The machine holds more than 100 new and gently-used books.
Garfield Elementary School students spot their favorite genres and titles behind the glass.
"Puppies," said Dane Borths, a first grader.
," said Mia Lemire, a second grader.
"History books," said Isak Sundstrom, a fourth grader.
It all started when Kim Dama, the building coordinator for the school, saw an ad for the book vending machine online.
"I presented it to our PTO at a PTO meeting and just thought we would fund-raise for it and asked them if they would be interested in kind of exploring the idea," said Dama.
The board members decided to buy the vending machine right away from the only full-time manufacturer, which is based in New York.
"I think it took maybe three minutes and we said, 'Yep, let's do it. Let's get it ordered,'" said Vickie Bird, president of Garfield's parent-teacher organization.
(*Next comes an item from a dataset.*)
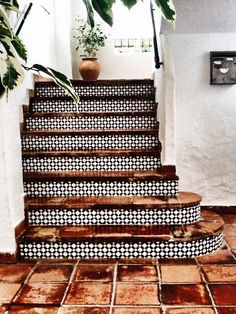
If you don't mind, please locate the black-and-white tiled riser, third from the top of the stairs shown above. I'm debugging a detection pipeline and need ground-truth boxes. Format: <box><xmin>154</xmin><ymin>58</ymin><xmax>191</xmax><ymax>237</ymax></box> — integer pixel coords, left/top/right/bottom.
<box><xmin>25</xmin><ymin>115</ymin><xmax>157</xmax><ymax>130</ymax></box>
The purchase was completely paid for out of PTO funds.
"We know how powerful reading is for little minds especially, so we really want to get the books in the kids' hands," said Dama.
"For a lot of kids, unfortunately, having books at home is not a luxury that some of them may be able to have," said Bird.
Unlike other vending machines, there is no money involved. The students use tokens they earn with good behavior.
"If they follow classroom expectations or school-wide expectations they can earn tickets," said Dama.
They save until they reach 10 tickets, which can be traded in for a gold token required to get a book.
"You can hear them as they're walking by picking out the books that they want to try to earn," said Dama.
Dama says another school in the district is now looking into get a book vending machine.
The Garfield PTO plans to collaborate with the school when it comes to restocking books. While many are donated by teachers from classroom libraries, Bird plans to order some new books from Scholastic Book Clubs.